Many online merging frameworks provide formal regret or optimality guarantees:

• Tanbr (MoE expert merging): Achieves sublinear regret $O(\tilde{d}\sqrt{T}\log T)$, where $\tilde{d}$ depends on the Cholesky rank of the neural tangent kernel Gram matrix, matching existing bandit methods despite operating in a continuous, high-dimensional simplex (Han et al., 24 Sep 2025).
• SimMerge: Neural-linear contextual bandits guarantee regret within a small factor of the oracle; warm-starting with full-information logs further reduces online regret (Bolton et al., 14 Jan 2026).
• Meta-algorithm for online optimizer amalgamation: For any base expert $i$, the master has $O(\sqrt{\ln K})$ overhead in regret (full info) or $O(\sqrt{K})$ overhead (bandit), plus the expert’s own problem-dependent bound, providing instance-optimal adaptation (Masoudian et al., 2019).

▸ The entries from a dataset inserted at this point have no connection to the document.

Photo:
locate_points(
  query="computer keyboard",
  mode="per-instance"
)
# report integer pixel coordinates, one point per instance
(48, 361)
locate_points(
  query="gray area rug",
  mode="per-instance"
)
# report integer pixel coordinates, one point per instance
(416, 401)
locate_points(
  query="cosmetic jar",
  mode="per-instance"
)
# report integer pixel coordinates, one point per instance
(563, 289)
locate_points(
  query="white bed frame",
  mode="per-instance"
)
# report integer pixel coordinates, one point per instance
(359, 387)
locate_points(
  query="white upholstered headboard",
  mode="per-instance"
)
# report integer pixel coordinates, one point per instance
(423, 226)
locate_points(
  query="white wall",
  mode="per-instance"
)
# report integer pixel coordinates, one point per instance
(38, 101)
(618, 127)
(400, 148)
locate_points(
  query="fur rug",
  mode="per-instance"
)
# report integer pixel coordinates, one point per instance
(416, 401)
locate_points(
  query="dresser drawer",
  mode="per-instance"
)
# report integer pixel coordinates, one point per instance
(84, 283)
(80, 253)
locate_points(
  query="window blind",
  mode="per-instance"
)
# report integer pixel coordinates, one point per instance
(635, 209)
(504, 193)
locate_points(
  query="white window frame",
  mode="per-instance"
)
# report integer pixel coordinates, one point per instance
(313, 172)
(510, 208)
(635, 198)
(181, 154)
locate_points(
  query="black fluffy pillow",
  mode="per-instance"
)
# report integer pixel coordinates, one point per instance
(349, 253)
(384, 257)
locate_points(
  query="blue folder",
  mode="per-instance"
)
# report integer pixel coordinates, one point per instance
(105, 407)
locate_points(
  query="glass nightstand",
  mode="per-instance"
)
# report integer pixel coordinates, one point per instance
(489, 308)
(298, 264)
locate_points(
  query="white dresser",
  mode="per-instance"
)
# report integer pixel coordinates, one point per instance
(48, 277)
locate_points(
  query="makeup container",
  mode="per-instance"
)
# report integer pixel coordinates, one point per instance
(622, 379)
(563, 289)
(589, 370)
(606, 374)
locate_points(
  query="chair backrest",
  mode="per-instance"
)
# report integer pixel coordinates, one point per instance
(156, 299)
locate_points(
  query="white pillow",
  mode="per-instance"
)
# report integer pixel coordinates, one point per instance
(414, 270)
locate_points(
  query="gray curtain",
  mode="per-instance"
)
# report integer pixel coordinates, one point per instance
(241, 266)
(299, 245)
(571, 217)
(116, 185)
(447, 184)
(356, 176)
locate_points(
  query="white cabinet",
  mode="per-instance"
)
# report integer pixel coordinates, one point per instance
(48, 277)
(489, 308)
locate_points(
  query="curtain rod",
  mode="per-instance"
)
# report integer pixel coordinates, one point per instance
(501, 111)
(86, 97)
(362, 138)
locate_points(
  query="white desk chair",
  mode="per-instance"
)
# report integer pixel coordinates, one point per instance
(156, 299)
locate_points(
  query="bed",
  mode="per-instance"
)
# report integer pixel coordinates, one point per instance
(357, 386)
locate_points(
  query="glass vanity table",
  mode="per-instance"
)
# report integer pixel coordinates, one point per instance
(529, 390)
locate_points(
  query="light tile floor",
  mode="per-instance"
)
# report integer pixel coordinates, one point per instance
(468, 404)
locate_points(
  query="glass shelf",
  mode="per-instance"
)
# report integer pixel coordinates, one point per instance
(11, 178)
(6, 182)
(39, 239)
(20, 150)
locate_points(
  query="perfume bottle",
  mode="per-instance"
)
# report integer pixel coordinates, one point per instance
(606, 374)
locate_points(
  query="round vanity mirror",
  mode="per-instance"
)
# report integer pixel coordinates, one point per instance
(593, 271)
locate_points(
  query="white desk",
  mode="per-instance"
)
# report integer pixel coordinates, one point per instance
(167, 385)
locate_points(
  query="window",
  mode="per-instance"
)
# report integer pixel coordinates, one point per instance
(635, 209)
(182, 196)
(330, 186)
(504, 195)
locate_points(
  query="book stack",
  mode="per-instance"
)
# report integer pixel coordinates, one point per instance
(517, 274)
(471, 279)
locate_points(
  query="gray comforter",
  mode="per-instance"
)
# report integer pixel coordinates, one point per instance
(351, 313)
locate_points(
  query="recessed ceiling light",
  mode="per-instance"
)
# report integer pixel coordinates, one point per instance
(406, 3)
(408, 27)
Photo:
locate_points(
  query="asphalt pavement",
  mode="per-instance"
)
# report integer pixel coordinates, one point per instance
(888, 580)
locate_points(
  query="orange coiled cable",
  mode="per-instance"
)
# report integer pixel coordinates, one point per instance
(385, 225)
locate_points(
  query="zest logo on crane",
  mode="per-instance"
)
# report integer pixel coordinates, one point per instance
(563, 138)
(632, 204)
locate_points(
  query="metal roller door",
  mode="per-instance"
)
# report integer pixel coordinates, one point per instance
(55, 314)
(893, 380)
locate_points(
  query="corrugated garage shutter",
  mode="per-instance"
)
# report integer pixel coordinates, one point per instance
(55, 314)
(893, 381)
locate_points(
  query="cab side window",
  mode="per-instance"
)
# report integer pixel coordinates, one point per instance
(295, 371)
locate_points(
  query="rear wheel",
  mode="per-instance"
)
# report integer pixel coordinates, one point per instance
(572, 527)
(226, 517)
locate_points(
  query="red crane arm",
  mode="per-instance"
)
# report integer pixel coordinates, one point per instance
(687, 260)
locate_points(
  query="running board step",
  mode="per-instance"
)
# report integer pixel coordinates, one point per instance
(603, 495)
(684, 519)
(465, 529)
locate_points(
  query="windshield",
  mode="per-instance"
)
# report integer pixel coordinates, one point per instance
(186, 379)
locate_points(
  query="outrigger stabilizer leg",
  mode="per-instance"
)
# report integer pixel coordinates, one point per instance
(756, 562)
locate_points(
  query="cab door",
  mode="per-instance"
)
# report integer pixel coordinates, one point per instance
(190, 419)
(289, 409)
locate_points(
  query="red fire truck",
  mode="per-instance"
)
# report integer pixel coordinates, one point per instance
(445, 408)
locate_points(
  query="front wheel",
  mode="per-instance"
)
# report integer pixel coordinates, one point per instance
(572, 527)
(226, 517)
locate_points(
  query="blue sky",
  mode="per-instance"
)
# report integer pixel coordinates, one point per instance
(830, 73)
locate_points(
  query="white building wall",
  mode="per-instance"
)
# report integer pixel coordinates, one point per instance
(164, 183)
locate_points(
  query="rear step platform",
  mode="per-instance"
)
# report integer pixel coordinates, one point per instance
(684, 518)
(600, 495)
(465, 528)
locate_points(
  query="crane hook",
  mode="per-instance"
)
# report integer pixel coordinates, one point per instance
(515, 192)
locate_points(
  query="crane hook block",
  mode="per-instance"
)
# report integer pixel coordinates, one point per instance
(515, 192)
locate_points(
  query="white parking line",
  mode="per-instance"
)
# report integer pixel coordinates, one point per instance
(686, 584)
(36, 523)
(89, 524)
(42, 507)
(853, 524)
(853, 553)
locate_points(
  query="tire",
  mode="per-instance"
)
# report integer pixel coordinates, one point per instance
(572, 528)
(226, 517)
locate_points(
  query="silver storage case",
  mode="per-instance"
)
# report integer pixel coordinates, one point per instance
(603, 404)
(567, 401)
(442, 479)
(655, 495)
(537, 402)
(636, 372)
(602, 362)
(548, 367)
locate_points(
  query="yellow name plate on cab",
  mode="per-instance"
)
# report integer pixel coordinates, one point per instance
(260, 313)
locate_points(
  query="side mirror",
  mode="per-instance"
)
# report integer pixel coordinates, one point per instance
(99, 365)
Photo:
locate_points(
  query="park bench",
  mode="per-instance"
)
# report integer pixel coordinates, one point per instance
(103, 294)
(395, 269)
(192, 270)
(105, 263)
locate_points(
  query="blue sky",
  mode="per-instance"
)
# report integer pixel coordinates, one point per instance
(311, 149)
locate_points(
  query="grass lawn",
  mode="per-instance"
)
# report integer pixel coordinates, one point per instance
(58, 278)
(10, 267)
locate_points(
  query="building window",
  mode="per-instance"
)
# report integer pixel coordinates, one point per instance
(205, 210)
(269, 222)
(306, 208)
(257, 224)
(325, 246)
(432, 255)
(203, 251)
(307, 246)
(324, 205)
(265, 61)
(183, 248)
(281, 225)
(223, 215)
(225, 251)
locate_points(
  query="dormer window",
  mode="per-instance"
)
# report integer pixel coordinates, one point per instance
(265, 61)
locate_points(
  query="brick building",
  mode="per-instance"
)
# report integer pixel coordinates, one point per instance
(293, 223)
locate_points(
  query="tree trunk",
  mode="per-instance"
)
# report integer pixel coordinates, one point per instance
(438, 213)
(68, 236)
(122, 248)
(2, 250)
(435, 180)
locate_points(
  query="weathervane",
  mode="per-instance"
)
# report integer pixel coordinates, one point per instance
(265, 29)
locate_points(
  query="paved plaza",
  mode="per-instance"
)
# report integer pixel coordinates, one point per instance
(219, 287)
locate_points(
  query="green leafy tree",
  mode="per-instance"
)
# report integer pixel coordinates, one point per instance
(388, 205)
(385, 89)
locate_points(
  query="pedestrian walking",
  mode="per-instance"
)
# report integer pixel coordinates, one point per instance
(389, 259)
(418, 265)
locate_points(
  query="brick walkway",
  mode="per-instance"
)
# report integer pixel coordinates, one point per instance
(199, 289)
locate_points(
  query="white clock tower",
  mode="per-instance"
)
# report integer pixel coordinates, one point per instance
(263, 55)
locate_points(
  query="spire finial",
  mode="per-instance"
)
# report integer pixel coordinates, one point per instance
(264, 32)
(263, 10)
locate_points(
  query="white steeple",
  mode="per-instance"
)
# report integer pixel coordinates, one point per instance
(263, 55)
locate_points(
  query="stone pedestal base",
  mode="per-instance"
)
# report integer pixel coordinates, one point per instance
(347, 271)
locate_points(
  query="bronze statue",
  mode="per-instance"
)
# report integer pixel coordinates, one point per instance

• StreamETM: Change-point detection on the time series of merged topics achieves AUC $\approx 0.9$, validating robust and timely topic adaptation. Merging and discovery metrics are formally evaluated against ablations (Granese et al., 10 Apr 2025).

The mix of empirically robust, theoretically principled, and computationally efficient designs across the surveyed online merging optimizers points to a rapidly maturing area, directly addressing the increasing need for adaptive, low-overhead, real-time model composition in large-scale, continually evolving systems.